‘The Prizefighters’ is comprised of selected interviews carried out by, and photographs taken by, photojournalist Arlene Schulman, edited together into a sort of retrospective of a career covering the sport of boxing.
The photographs (definitely the strongest aspect of the book) are really special and a treat for someone who has read so many boxing books that the usual shots have become a little tired and cliched. I don’t exactly know what time period is covered by this book but considering my favourite images are Emile Griffith, hair receding and in his coaching tracksuit; Marvin Hagler svelte and ready for action, and also happy in retirement regardless of his scarred brow; Mike Tyson, when promoters were still getting him into pinstripe shirts and ties, in a ring fist bumping a tiny child; Bob Foster holding a paint roller – all suggest a body of working spanning from the mid-1970s to the early-1990s.

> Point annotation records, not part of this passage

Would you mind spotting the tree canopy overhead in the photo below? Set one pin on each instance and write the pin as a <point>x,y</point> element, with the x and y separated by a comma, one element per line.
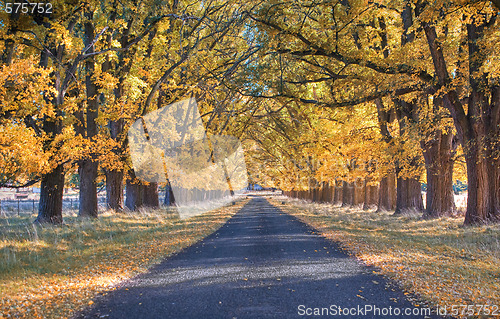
<point>319,92</point>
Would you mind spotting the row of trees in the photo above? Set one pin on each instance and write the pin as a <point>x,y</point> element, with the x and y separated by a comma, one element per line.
<point>74,79</point>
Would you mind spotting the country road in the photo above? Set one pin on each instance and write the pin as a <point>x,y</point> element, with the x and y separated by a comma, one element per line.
<point>262,263</point>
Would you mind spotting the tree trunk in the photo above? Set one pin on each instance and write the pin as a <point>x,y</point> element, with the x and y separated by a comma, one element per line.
<point>439,169</point>
<point>347,194</point>
<point>134,194</point>
<point>169,196</point>
<point>387,193</point>
<point>151,195</point>
<point>88,189</point>
<point>88,167</point>
<point>408,195</point>
<point>51,197</point>
<point>114,190</point>
<point>371,195</point>
<point>337,197</point>
<point>482,190</point>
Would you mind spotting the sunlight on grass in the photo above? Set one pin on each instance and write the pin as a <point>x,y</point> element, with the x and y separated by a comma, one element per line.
<point>440,261</point>
<point>53,271</point>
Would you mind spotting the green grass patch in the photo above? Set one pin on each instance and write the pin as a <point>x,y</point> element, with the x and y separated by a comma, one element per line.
<point>53,271</point>
<point>439,260</point>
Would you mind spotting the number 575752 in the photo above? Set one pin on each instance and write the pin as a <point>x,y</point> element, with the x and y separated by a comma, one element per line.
<point>40,7</point>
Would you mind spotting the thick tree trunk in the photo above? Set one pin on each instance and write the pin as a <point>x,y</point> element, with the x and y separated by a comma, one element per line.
<point>439,168</point>
<point>347,194</point>
<point>408,195</point>
<point>371,195</point>
<point>150,194</point>
<point>114,190</point>
<point>88,167</point>
<point>51,197</point>
<point>169,199</point>
<point>337,197</point>
<point>482,190</point>
<point>134,194</point>
<point>387,193</point>
<point>359,193</point>
<point>88,189</point>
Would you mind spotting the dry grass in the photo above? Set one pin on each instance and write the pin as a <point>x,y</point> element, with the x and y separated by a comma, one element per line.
<point>440,261</point>
<point>53,271</point>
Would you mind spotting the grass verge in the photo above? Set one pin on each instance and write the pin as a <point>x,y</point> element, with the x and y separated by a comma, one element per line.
<point>438,260</point>
<point>54,271</point>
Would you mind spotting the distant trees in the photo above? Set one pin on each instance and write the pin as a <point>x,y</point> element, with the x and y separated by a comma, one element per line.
<point>354,97</point>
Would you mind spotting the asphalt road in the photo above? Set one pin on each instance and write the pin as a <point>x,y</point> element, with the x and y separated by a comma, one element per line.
<point>262,263</point>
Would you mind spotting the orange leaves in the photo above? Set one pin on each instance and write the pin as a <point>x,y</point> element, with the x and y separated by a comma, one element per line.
<point>75,273</point>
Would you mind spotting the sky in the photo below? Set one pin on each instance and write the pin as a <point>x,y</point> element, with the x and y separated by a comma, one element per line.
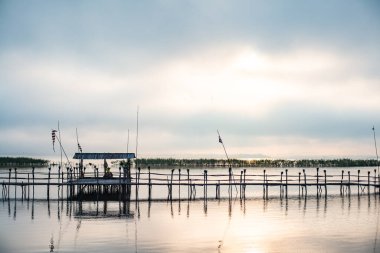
<point>278,79</point>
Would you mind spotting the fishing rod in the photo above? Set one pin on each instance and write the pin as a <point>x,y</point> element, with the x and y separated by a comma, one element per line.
<point>377,156</point>
<point>137,133</point>
<point>221,142</point>
<point>228,159</point>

The wide range of images and snippets of interviews sums the book up pretty well in that everything has been slightly forced together. Rather than a publisher taking the opportunity to explore what this (lens-lead) type of access might be able to tell us about the sport and its protagonists (and the photographer behind the images), we’re left with what looks like an attempt to flog a Christmas gift. This is a shame because Schulman is a fantastic photographer and it’s a chance missed to learn about her motivations as an artist and her attraction to the sport – and her creative choice to seemingly want to try to capture a more tender side of the sport’s participants.

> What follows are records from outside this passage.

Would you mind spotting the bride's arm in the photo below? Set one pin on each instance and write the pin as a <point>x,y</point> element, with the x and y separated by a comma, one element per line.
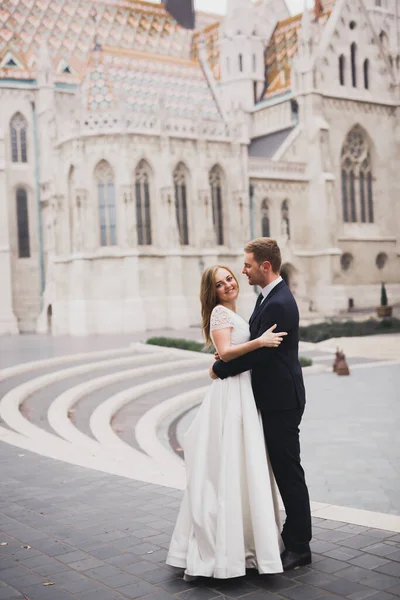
<point>227,351</point>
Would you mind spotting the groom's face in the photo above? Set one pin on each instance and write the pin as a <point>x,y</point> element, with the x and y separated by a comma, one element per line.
<point>253,271</point>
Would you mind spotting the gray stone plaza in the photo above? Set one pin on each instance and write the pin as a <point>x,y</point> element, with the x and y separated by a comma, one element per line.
<point>70,532</point>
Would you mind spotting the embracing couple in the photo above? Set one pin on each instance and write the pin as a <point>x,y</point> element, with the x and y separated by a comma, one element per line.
<point>245,436</point>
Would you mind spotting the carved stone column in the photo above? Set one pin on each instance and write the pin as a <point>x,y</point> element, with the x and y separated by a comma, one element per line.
<point>127,204</point>
<point>8,322</point>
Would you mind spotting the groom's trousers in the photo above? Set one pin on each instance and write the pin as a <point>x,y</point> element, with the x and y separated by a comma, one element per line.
<point>281,430</point>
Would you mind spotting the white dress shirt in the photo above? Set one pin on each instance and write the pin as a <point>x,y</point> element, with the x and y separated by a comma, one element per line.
<point>268,288</point>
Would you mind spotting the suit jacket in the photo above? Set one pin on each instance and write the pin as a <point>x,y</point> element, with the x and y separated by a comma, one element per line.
<point>276,374</point>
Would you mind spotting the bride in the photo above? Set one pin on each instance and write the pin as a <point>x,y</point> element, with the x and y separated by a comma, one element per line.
<point>229,519</point>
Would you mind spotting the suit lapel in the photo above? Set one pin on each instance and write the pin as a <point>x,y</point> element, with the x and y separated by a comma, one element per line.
<point>263,304</point>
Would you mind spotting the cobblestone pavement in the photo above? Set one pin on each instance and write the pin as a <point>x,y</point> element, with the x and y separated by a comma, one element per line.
<point>71,533</point>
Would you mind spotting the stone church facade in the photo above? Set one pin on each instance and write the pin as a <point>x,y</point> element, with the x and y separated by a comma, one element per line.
<point>134,153</point>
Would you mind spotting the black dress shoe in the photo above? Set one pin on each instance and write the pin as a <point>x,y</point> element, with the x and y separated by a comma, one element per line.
<point>292,560</point>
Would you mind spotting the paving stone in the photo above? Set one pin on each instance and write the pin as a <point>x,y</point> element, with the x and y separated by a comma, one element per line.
<point>379,534</point>
<point>159,556</point>
<point>9,593</point>
<point>381,549</point>
<point>259,595</point>
<point>314,578</point>
<point>119,581</point>
<point>140,568</point>
<point>137,590</point>
<point>100,593</point>
<point>368,561</point>
<point>123,559</point>
<point>381,596</point>
<point>391,568</point>
<point>346,588</point>
<point>359,541</point>
<point>342,553</point>
<point>103,572</point>
<point>74,582</point>
<point>85,565</point>
<point>201,593</point>
<point>330,565</point>
<point>233,588</point>
<point>302,592</point>
<point>372,579</point>
<point>174,586</point>
<point>72,557</point>
<point>38,592</point>
<point>273,583</point>
<point>334,535</point>
<point>157,575</point>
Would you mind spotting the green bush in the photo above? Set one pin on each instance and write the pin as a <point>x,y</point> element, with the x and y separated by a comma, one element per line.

All sports must have their own variants of books like this – a product for someone to buy for a friend, relative or colleague who they only know enough about to remember that they once mentioned that they liked boxing… once. This sort of approach doesn’t really do anyone any favours, particularly if it’s the only opportunity for the author/artist to have their work published.
A highlight of this book is the attention paid to amateur boxing, which made me think about how rich Schulman’s archive of work must be, considering that the amateur framework left in the U.S. now must be almost unrecognisable to the period covered in this book. And because I like to take any opportunity to quote Emile Griffith I’ll finish this post with a quote from the book, talking here in response to the Times Square Gym being demolished:
I never dreamed it was going to go down – I never thought they would tear down this building. We took it for granted. I feel sad. This is like home.